Attending a performance of The Last Confession, primarily because of its star actor David Suchet – and like many people I am a huge fan of this actor – I wasn’t sure how I was going to receive the play, for the visible church didn’t look very good in it.  Suchet plays a priest who becomes an archbishop, who becomes a cardinal, and even has many votes to become Pope.  But, in his role as Cardinal Bonelli, he plays the kingmaker for a new Pope, but also a Pope whose life was taken, and hence the reason why he felt the need to confess.  It is a glorious role!  But that is the visible thing that you see.   What is really interesting is the invisible that you see in the life of the actor, for David Suchet is a Christian.  He struggled with his life and his faith.  He had grown up half-Jew and half-Christian.  He was never sure of his identity – there is that word again!  He didn’t know really where he belonged.  He struggled and he wrestled with it.  How can he reconcile the two?  This really worried him.  He explored all different paths.  He was troubled in his soul until just after he left  the Royal Shakespeare Company. He spent time with his good friend John Lithgow working on Harry and the Hendersons. It was during this time that he decided he had to find the answer. In an interview with the Toronto Star he said:


“I leapt out [of the hotel bathtub] and went looking for a Gideon Bible, but my hotel room didn’t have one, so I phoned a religious supplies store the next day as if I were asking for porn. ‘Do you have a Bible?’ I whispered. And the man replied, ‘Yes we sell Bibles, that’s what we do.’”

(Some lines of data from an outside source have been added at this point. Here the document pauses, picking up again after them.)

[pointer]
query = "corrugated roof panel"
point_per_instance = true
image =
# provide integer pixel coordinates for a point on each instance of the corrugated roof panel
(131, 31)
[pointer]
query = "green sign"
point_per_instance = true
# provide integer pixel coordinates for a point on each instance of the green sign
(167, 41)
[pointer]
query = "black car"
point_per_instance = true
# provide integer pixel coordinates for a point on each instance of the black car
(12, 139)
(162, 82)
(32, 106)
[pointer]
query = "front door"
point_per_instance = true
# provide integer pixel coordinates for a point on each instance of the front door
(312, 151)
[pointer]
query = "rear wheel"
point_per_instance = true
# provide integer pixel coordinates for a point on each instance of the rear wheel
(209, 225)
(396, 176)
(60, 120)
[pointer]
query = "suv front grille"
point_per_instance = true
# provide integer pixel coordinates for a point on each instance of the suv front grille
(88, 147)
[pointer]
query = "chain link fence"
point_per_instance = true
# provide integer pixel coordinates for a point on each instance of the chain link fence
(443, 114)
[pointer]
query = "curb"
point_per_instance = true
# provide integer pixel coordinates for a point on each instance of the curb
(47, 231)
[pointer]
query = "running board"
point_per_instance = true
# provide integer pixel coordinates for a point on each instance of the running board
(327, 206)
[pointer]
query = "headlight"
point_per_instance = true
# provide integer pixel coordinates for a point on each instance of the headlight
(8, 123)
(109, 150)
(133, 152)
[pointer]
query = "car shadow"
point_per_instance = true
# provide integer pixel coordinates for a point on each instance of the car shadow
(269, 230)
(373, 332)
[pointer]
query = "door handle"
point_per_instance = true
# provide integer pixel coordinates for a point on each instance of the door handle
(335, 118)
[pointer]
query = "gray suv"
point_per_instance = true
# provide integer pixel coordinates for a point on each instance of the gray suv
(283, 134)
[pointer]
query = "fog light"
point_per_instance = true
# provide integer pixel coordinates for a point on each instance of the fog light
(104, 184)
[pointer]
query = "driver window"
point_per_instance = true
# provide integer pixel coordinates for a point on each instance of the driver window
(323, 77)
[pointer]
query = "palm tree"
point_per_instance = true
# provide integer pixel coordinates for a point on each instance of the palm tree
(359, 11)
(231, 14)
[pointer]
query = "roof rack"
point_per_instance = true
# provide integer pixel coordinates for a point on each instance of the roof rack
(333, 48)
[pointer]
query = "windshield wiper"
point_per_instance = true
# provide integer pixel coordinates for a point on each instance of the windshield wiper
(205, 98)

Once he had one in his hands, Suchet flipped right to Romans. “I didn’t read about Jesus. I was fascinated by Paul.


“John Barton at the RSC once said to me, ‘When you get a text, no matter how old it is, imagine it’s just come through your letterbox as something brand new.’ So that’s how I read Paul’s letter to the Romans. For seven chapters, I couldn’t understand a thing.”


With superb dramatic timing, Suchet pauses, sips at his tea and then looks at me portentously.


“But then, starting with Chapter 8, I began reading about a way of life that I had always been looking for . . . generosity, caring, being there for people.”
All that was well and good for him, but he continued, “For 21 years, I wandered in the wilderness, very much in confusion, very much in anger, trying to make sense of it all. But there, in the Book of Romans, I found what I was looking for.”


There is the visible church, with all its pomp and show and circumstance, visible to the world to see, open to criticism, hard in the way that it does things at times, but then there is this invisible church, this church that is called by the Word, this church that is inspired by the Spirit, this church that has as its cornerstone Jesus Christ.  And, when we have his DNA, when that is the foundation of the Church then we are truly faithful. May you rise to that task! Amen.